Ensuite, la cour relève que la salariée était en arrêt de travail pour maladie lorsqu’elle a écrit à l’employeur le 20 février 2019 pour exposer les « man’uvres » de M. [N] à son égard, son arrêt de travail se terminant le 3 mars 2019. Il n’est pas contesté que la salariée a repris le travail à cette date, jusqu’à la rupture de son contrat de travail.
Or, l’employeur, tenu d’une obligation de prévention du harcèlement moral à l’égard de la salariée, n’établit pas avoir mis en 'uvre une enquête à la suite de son courriel précité du 20 février 2019 invoquant un harcèlement moral à son encontre.

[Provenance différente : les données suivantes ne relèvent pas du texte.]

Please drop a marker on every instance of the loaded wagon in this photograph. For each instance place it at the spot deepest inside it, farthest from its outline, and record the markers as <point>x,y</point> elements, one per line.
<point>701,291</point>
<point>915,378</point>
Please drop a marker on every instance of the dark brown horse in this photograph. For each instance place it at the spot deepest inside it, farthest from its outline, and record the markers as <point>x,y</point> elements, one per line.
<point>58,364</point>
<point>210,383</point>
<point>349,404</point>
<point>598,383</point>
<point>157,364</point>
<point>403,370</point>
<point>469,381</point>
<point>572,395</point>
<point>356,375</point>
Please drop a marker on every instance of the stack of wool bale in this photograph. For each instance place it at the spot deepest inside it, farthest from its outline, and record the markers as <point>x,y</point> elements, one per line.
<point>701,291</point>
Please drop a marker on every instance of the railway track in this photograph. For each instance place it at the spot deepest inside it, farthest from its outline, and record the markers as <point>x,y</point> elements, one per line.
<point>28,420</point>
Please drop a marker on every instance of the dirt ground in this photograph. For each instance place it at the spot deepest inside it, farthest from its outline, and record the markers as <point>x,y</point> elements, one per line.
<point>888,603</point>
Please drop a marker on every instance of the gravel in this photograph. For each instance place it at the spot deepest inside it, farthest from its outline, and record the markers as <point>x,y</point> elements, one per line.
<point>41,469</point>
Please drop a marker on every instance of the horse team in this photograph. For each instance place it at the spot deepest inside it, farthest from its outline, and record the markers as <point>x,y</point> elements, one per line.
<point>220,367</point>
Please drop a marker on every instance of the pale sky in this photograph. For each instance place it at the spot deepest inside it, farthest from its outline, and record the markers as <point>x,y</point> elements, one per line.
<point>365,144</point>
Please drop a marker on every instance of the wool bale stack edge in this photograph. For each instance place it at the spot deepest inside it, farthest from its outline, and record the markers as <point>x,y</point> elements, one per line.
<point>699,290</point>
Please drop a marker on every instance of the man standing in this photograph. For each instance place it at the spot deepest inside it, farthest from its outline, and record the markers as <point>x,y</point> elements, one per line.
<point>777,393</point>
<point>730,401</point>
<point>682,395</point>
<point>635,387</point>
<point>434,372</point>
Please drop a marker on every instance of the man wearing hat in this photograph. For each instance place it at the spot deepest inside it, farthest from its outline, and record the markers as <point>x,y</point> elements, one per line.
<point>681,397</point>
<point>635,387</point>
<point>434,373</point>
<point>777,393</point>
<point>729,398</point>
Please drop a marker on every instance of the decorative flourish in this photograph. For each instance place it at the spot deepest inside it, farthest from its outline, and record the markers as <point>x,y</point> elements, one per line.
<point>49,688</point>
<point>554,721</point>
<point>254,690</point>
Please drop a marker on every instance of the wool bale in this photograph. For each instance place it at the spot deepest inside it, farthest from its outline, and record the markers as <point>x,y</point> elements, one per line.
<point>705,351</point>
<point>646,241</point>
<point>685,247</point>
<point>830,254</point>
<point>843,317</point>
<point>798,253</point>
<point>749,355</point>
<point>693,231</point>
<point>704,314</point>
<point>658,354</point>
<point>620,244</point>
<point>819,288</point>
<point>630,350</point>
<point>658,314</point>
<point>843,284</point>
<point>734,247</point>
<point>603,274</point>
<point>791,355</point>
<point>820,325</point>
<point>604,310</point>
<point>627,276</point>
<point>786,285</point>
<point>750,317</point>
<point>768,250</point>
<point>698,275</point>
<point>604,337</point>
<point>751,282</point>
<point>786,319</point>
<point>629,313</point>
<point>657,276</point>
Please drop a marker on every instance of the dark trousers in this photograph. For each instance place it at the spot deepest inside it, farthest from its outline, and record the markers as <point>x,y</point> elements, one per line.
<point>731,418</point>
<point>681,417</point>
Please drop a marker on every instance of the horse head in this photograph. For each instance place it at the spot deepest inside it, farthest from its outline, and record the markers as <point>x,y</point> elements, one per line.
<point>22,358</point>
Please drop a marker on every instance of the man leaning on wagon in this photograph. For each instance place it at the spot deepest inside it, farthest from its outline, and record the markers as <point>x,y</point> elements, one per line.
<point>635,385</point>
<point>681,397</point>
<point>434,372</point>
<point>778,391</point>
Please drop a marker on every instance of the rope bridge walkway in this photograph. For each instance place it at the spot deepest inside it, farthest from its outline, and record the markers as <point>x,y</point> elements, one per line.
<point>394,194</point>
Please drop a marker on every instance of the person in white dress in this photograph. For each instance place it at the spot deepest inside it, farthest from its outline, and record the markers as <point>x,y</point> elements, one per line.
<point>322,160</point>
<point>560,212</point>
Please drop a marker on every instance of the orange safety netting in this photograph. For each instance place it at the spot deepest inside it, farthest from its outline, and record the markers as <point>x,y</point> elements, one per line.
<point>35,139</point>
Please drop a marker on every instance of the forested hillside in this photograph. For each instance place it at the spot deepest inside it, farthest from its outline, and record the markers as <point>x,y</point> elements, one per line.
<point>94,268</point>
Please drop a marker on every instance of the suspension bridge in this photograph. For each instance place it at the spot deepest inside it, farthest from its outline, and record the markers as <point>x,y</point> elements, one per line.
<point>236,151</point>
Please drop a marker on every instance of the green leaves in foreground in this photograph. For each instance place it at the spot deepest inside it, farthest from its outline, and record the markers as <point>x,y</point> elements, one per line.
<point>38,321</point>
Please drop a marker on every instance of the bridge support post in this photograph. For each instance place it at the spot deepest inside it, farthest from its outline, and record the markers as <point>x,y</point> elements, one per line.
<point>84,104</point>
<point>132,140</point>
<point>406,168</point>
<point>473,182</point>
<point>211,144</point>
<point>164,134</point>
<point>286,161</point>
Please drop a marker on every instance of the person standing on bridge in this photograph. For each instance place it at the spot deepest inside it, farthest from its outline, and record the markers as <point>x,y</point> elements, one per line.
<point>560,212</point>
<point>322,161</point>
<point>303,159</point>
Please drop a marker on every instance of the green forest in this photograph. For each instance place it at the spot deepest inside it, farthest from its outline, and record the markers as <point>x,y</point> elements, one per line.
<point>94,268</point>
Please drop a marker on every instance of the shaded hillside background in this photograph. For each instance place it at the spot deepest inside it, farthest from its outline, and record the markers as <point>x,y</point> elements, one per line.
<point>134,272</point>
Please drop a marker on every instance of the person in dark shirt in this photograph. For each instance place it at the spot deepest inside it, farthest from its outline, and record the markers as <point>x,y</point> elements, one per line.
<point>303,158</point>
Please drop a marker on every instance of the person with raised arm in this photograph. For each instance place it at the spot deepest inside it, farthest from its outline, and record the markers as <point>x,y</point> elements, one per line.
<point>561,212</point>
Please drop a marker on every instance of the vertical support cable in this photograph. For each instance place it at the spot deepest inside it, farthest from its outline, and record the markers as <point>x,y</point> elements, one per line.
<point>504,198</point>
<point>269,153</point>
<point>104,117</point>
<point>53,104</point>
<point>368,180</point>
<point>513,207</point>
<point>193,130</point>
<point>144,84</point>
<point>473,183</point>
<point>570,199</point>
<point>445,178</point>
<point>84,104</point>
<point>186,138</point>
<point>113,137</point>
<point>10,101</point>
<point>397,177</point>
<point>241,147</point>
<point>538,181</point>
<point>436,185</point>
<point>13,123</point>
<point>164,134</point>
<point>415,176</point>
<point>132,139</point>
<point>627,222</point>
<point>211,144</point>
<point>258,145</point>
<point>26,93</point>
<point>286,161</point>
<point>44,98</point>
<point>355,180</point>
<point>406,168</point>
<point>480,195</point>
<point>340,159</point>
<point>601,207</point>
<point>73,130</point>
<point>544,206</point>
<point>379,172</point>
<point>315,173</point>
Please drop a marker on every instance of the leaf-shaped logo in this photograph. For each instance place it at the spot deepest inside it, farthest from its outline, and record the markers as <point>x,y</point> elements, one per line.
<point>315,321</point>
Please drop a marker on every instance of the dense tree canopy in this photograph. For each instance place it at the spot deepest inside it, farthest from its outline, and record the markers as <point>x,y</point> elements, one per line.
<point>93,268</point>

Ce manquement est constitutif d’un préjudice pour la salariée, qui a repris le travail dans ces circonstances, qu’il convient de réparer par l’octroi d’une somme de 1 000 euros à titre de dommages-intérêts au titre de la violation par l’employeur de son obligation de sécurité de résultat, le jugement étant infirmé de ce chef.

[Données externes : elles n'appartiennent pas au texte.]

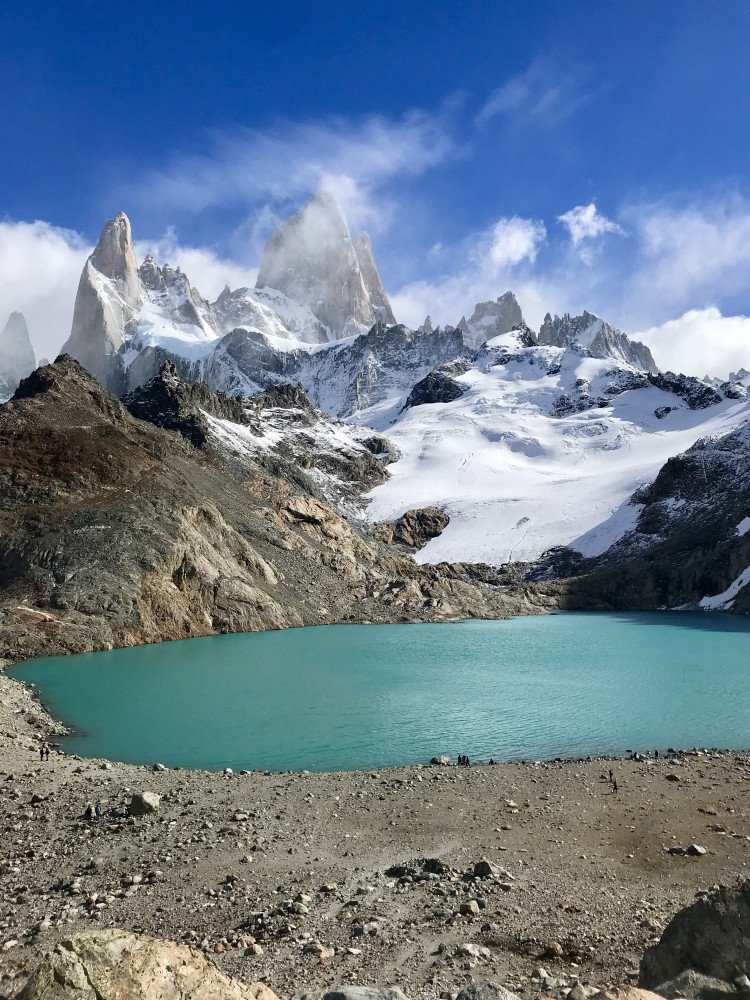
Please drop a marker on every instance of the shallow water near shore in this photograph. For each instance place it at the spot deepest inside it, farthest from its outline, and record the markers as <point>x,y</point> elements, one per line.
<point>344,697</point>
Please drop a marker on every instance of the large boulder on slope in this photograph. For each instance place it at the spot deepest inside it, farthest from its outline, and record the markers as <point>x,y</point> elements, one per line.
<point>111,964</point>
<point>712,936</point>
<point>437,387</point>
<point>414,528</point>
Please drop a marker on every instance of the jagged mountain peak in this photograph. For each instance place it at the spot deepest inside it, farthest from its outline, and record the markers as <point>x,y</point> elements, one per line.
<point>312,259</point>
<point>16,355</point>
<point>114,255</point>
<point>491,319</point>
<point>601,338</point>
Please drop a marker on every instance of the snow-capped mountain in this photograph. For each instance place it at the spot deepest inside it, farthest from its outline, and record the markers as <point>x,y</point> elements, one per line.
<point>16,355</point>
<point>526,442</point>
<point>312,258</point>
<point>532,447</point>
<point>688,544</point>
<point>316,285</point>
<point>603,340</point>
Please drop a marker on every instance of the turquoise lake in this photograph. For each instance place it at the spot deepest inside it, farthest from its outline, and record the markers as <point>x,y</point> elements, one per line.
<point>345,697</point>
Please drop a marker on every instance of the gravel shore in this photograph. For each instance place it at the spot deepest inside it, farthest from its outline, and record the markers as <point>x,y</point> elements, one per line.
<point>308,881</point>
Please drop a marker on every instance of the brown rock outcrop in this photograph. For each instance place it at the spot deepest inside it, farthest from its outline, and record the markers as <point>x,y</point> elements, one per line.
<point>111,964</point>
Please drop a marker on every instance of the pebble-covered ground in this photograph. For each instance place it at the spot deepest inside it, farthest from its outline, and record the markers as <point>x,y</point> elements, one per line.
<point>308,881</point>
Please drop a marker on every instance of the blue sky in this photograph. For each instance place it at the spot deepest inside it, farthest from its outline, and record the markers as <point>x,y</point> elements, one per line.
<point>586,155</point>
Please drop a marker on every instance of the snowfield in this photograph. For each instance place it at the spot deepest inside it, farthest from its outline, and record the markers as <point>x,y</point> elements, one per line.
<point>516,479</point>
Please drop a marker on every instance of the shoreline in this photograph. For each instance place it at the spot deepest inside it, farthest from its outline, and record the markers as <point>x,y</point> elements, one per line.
<point>221,861</point>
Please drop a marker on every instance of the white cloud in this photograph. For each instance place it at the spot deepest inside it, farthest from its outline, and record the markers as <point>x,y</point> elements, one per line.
<point>585,222</point>
<point>701,342</point>
<point>483,267</point>
<point>514,240</point>
<point>353,160</point>
<point>689,256</point>
<point>39,277</point>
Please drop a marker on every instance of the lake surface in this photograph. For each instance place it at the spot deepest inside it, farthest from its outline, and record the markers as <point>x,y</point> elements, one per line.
<point>343,697</point>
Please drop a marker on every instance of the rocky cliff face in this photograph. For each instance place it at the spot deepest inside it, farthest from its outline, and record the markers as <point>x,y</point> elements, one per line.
<point>311,258</point>
<point>341,379</point>
<point>603,340</point>
<point>16,355</point>
<point>691,543</point>
<point>491,319</point>
<point>114,531</point>
<point>109,296</point>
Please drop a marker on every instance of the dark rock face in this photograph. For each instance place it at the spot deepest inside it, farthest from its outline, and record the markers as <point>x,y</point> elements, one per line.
<point>436,387</point>
<point>312,258</point>
<point>16,355</point>
<point>339,378</point>
<point>168,402</point>
<point>490,319</point>
<point>415,528</point>
<point>696,394</point>
<point>283,395</point>
<point>711,937</point>
<point>114,531</point>
<point>685,545</point>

Sur les dépens et frais irrépétibles
Il y a lieu d’infirmer le jugement en ses dispositions relatives aux dépens et aux frais irrépétibles.

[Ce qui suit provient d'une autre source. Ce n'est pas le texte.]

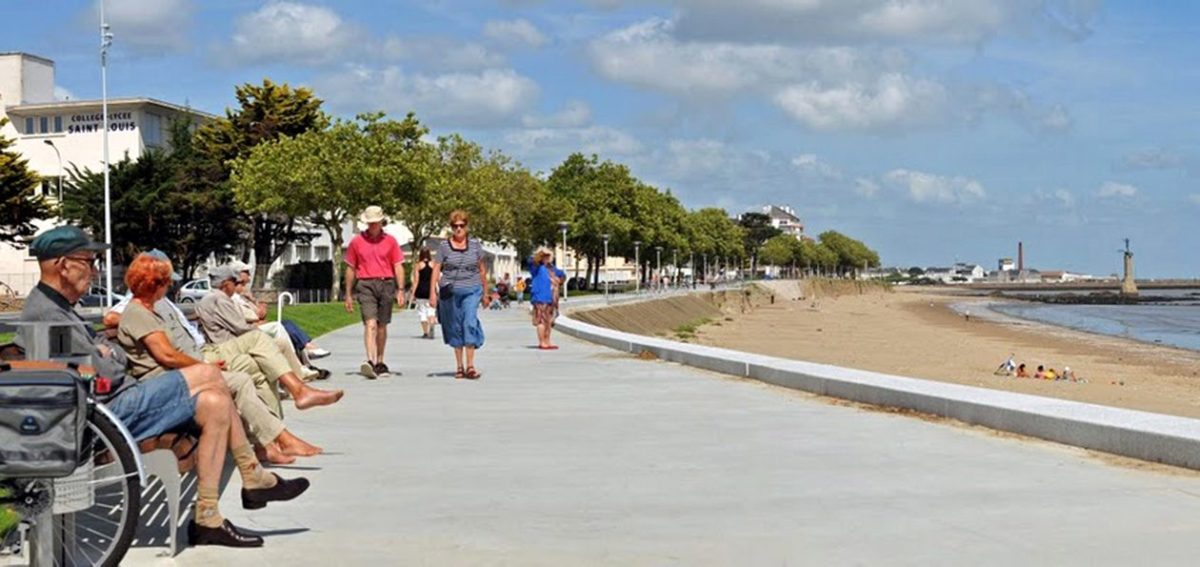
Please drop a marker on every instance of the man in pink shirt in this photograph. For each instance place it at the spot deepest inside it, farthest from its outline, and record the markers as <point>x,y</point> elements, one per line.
<point>375,276</point>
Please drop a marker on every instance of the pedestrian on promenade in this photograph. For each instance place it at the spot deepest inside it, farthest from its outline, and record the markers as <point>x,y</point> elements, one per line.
<point>543,296</point>
<point>460,278</point>
<point>375,276</point>
<point>421,285</point>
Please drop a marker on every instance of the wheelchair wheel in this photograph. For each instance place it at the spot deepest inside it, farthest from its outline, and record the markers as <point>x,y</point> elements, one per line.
<point>96,508</point>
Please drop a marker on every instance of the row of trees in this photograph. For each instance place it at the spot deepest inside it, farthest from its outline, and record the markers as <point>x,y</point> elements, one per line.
<point>276,167</point>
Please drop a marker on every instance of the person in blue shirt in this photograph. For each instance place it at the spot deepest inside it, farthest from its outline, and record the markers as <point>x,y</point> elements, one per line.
<point>543,294</point>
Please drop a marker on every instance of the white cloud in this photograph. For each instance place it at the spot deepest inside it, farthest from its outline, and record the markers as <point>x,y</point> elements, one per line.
<point>148,25</point>
<point>516,33</point>
<point>556,143</point>
<point>441,53</point>
<point>292,31</point>
<point>1155,159</point>
<point>928,187</point>
<point>940,22</point>
<point>867,187</point>
<point>813,165</point>
<point>573,115</point>
<point>894,100</point>
<point>646,54</point>
<point>487,97</point>
<point>1116,190</point>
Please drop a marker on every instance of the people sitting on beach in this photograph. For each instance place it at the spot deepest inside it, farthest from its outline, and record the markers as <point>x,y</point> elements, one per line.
<point>228,334</point>
<point>265,429</point>
<point>150,407</point>
<point>1006,368</point>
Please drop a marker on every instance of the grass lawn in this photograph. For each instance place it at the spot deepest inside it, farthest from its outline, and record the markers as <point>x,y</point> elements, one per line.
<point>318,318</point>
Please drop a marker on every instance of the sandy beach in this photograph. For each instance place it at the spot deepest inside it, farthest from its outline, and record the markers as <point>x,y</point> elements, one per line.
<point>916,333</point>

Les dépens de première instance et d’appel sont à la charge de la société [20], partie succombante.
Il paraît inéquitable de laisser à la charge de la salariée l’intégralité des sommes avancées par lui et non comprises dans les dépens. Il lui sera alloué la somme de 4 000 euros au titre des frais irrépétibles de première instance et d’appel. L’employeur est débouté de sa demande à ce titre.
PAR CES MOTIFS
La cour, statuant par arrêt contradictoire, en dernier ressort et prononcé par mise à disposition au greffe :
Confirme le jugement entrepris, sauf en ce qu’il déboute Mme [U] de sa demande au titre de l’article 700 du code de procédure civile et en ce qu’il laisse les dépens à la charge de chaque partie,
Statuant à nouveau des seuls chefs infirmés et y ajoutant,
Déboute Mme [U] de ses demandes de dommages-intérêts au titre du harcèlement moral, de nullité du licenciement et d’indemnité pour licenciement nul,
Condamne la société [20] à payer à Mme [U] la somme de 1 000 euros de dommages-intérêts au titre de la violation de son obligation de sécurité,
Déboute les parties de leurs demandes plus amples ou contraires,
Condamne la société [20] à payer à Mme [U] la somme de 4 000 euros au titre de l’article 700 du code de procédure civile,
Condamne la société [20] aux dépens de première instance et d’appel,
. prononcé par mise à disposition de l’arrêt au greffe de la cour, les parties en ayant été préalablement avisées dans les conditions prévues au deuxième alinéa de l’article 450 du code de procédure civile.
. signé par Madame Aurélie Prache, Présidente et par Madame Isabelle Fiore, Greffier, auquel la minute de la décision a été remise par le magistrat signataire.